= Geometric dynamic recrystallization =

Geometric Dynamic Recrystallization (GDR) is a recrystallization mechanism that has been proposed to occur in several metals and alloys, particularly aluminium, mainly at high temperatures and low strain rates. It is a variant of dynamic recrystallization.

The basic mechanism is that during deformation the grains will be increasingly flattened until the boundaries on each side are separated by only a small distance. The deformation is accompanied by the serration of the grain boundaries due to surface tension effects where they are in contact with low-angle grain boundaries belonging to sub-grains.

Eventually the points of the serrations will come into contact. Since the contacting boundaries are defects of opposite 'sign' they are able to annihilate and so reduce the total energy in the system. In effect the grain will pinch in two new grains.

The grain size is known to decrease as the applied stress is increased. However, high stresses require a high strain rate and at some point statically recrystallized grains will begin to nucleate and consume the GDRX microstructure.

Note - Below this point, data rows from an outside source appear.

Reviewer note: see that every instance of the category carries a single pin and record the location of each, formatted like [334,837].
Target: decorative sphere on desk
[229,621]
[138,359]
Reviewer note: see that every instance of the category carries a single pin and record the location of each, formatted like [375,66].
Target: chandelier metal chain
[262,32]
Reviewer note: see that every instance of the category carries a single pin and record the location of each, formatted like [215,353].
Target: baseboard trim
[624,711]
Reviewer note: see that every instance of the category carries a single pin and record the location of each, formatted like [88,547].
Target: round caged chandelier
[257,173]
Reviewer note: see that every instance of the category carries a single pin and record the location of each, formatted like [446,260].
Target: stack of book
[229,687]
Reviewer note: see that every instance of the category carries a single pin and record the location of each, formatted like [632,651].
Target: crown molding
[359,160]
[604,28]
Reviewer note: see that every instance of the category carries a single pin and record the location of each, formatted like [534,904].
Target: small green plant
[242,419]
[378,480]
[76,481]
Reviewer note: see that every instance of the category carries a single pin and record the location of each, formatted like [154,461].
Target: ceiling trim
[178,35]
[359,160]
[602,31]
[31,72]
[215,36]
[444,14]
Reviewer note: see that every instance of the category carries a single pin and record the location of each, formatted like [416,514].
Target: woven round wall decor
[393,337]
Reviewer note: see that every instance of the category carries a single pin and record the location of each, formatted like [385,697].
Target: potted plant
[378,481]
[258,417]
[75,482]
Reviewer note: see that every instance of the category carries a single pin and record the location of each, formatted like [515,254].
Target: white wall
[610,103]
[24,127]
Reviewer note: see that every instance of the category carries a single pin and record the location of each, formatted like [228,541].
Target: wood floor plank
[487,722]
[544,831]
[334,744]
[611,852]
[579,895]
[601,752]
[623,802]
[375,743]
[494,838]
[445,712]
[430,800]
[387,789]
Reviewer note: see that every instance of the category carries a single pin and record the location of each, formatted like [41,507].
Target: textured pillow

There are features that are unique to GDRX:
- The recrystallisation spreads throughout the specimen over a strain range (0.5-1 in Al-Mg-Mn alloys) without any change in flow stress. This is in contrast to discontinuous mechanisms where the flow stress normally decreases by ~25% as the recrystallized grains form.
- GDRX results in grains that are around 3 times the sub-grain size. Statically recrystallized grains are normally 20-30 times the sub-grain size.